Kevin Cullen is a Pulitzer Prize winning journalist and columnist at The Boston Globe. Kevin was a member of the 2003 investigative team that won the Pulitzer for coverage of the Catholic Church's sexual abuse scandal. He is the co-author of the New York Times best-seller, "Whitey Bulger: America's Most Wanted Gangster and the Manhunt That Brought Him to Justice." Kevin is also a Harvard Neiman Fellow and serves as an advisory member reviewing editorial content on a quarterly basis. Kevin's extensive newsroom experience, recognitions, and prowess as an investigative journalist will guide The War Horse in creating thoroughly and responsibly reported works of investigative journalism into the Departments of Defense and Veterans Affairs. Kevin is also the recipient of the Goldsmith Prize, the George Polk Award, and the Selden Ring Award.
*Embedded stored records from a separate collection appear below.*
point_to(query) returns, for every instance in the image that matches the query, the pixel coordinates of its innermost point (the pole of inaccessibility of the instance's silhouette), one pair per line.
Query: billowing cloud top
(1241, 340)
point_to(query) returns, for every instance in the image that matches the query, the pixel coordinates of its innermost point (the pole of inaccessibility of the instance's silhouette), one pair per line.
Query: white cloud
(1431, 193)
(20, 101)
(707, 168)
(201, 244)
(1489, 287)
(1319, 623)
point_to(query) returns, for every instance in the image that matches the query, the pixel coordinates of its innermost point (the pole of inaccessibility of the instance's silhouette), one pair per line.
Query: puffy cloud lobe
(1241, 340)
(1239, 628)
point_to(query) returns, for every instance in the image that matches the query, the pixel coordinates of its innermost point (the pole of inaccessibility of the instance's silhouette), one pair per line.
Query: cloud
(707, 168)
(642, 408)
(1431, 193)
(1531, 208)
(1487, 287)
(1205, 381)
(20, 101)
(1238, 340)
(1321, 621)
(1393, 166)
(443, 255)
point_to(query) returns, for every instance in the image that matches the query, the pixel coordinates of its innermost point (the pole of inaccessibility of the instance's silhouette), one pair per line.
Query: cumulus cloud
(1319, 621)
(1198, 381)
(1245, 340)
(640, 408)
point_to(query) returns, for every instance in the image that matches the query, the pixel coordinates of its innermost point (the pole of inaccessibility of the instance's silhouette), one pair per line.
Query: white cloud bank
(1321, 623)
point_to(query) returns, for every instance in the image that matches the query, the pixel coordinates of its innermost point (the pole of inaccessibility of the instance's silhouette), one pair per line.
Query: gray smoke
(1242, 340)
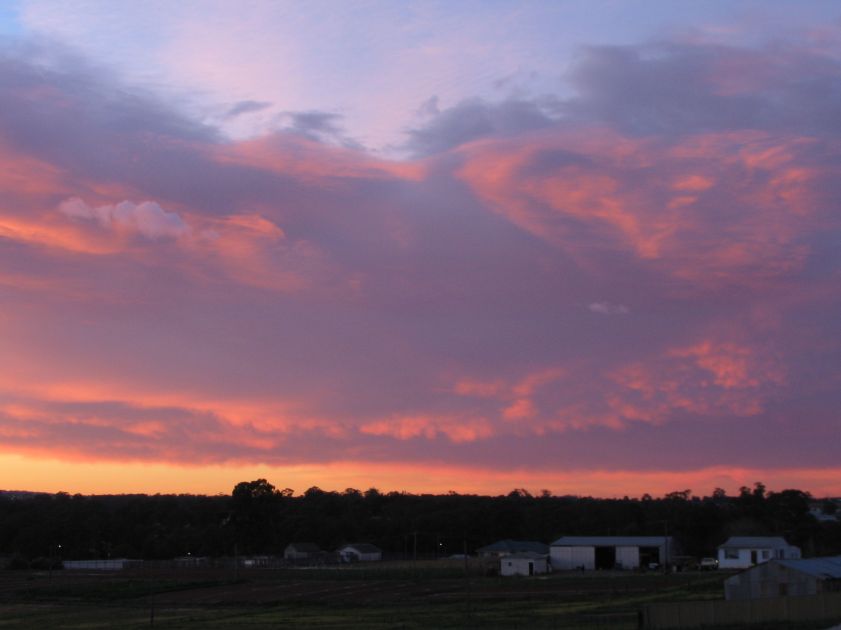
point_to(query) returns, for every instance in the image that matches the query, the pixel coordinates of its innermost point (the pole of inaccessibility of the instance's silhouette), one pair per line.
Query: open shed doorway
(650, 556)
(605, 557)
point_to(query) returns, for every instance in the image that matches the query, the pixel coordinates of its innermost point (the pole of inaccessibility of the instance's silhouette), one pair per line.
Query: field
(431, 595)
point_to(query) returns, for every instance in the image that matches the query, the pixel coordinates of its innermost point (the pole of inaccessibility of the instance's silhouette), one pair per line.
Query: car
(708, 564)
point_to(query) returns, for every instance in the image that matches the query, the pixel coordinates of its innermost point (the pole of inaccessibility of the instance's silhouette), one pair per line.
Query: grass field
(385, 597)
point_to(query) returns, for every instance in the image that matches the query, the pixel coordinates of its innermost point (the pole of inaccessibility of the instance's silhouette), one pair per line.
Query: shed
(302, 551)
(782, 578)
(507, 547)
(742, 552)
(110, 564)
(525, 563)
(610, 552)
(360, 552)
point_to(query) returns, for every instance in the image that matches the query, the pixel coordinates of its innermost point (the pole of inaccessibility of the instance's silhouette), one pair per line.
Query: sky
(593, 248)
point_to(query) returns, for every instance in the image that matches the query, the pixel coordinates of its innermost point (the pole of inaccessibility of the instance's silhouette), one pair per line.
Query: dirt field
(401, 596)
Finbarr O'Reilly was based in West Africa as a Reuters correspondent and staff photographer from 2001 until 2014, and covered wars in Democratic Republic of Congo, Sudan, Chad, and elsewhere. His photography has earned top industry awards, including the World Press Photo of the Year in 2006, as well as numerous awards from the National Press Photographers Association and Pictures of the Year International. He left Reuters in 2015 after photographing wars in Afghanistan, Israel, and the Palestinian Territories. He has moved into academia, with fellowships at Harvard, Columbia, and Yale. Finbarr is co-writing a non-fiction book, "Shooting Ghosts," that will be published by the Viking imprint of Penguin/Random House. He will serve as an advisory member on visual storytelling. With his years of noteworthy war coverage, Finbarr will provide quarterly review and ensure The War Horse publishes visual components in the most captivating manner possible.
Daniel Ellsberg is probably best known for his 1971 role in disclosing the previously secret Pentagon Papers, which revealed the true story of U.S. involvement in the Vietnam War. A Harvard PhD in Economics and former U.S. Marine Corps rifle company commander, he worked at the Pentagon, White House, State Department and the Rand Corporation before he became disillusioned with the U.S.’s role in Vietnam.
Since the end of the Vietnam War, Ellsberg has been a lecturer, writer and activist on the dangers of the nuclear era, wrongful U.S. interventions and the urgent need for patriotic whistleblowing. He is a Senior Fellow of the Nuclear Age Peace Foundation.